My view of this is that when the linker takes multiple object files and merges the sections, like .text, .data etc, merge might not be a good description but rather adds them sequentially to the resulting object file. If the source files refer to absolut locations in it's .data section these might not be in the same place after linking ito the resulting object file. Solving this problem can be done using position independant code (PIC) or load-time relocation.

There is an offset between the text and data sections.

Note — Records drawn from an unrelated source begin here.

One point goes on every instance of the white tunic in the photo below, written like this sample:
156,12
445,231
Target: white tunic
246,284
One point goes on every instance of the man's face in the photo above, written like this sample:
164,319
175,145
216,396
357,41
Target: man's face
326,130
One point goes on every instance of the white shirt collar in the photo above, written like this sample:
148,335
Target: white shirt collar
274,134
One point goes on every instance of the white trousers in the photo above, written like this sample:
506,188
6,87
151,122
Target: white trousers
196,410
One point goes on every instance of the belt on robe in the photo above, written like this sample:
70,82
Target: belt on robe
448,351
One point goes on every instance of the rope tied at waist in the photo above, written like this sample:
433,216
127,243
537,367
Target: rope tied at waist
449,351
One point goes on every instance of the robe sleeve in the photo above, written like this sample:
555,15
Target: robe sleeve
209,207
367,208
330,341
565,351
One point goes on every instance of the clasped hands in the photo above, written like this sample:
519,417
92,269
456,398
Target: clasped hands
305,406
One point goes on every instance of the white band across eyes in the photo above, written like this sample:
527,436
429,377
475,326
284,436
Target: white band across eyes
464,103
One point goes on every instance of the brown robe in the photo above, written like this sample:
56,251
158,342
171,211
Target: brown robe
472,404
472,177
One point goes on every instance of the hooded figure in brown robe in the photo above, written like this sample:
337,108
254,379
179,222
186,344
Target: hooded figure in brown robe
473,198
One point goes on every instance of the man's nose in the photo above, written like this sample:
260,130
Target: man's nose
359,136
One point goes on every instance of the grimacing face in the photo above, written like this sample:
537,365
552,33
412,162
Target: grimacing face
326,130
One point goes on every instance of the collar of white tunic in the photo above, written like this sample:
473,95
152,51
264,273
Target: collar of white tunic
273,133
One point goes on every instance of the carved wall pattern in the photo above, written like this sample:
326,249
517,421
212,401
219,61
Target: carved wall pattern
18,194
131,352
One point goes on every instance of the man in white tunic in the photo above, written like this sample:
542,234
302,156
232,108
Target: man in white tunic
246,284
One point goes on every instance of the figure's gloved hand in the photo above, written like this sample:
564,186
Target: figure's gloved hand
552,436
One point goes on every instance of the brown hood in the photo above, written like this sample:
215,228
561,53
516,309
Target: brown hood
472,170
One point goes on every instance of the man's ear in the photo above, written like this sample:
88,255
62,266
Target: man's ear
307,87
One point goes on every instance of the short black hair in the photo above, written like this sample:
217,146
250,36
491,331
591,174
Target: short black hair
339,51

The linker combines all the text and data sections from all the object files and therefore knows the sizes of these sections. So the linker can rewrite the instructions using offsets and the sizes of the sections.

But x86 requires absolute addressing does it not?
If we need a relative address (relative to the current instruction pointer which there is no operation for) a way to get this is to use the CALL some_label like this:

  call some_label
some_label: 
  pop eax

call causes the address of the next instruction to be saved on the stack and then it will jump to some_label. pop eax pops the address into eax which is now the value of the instruction pointer.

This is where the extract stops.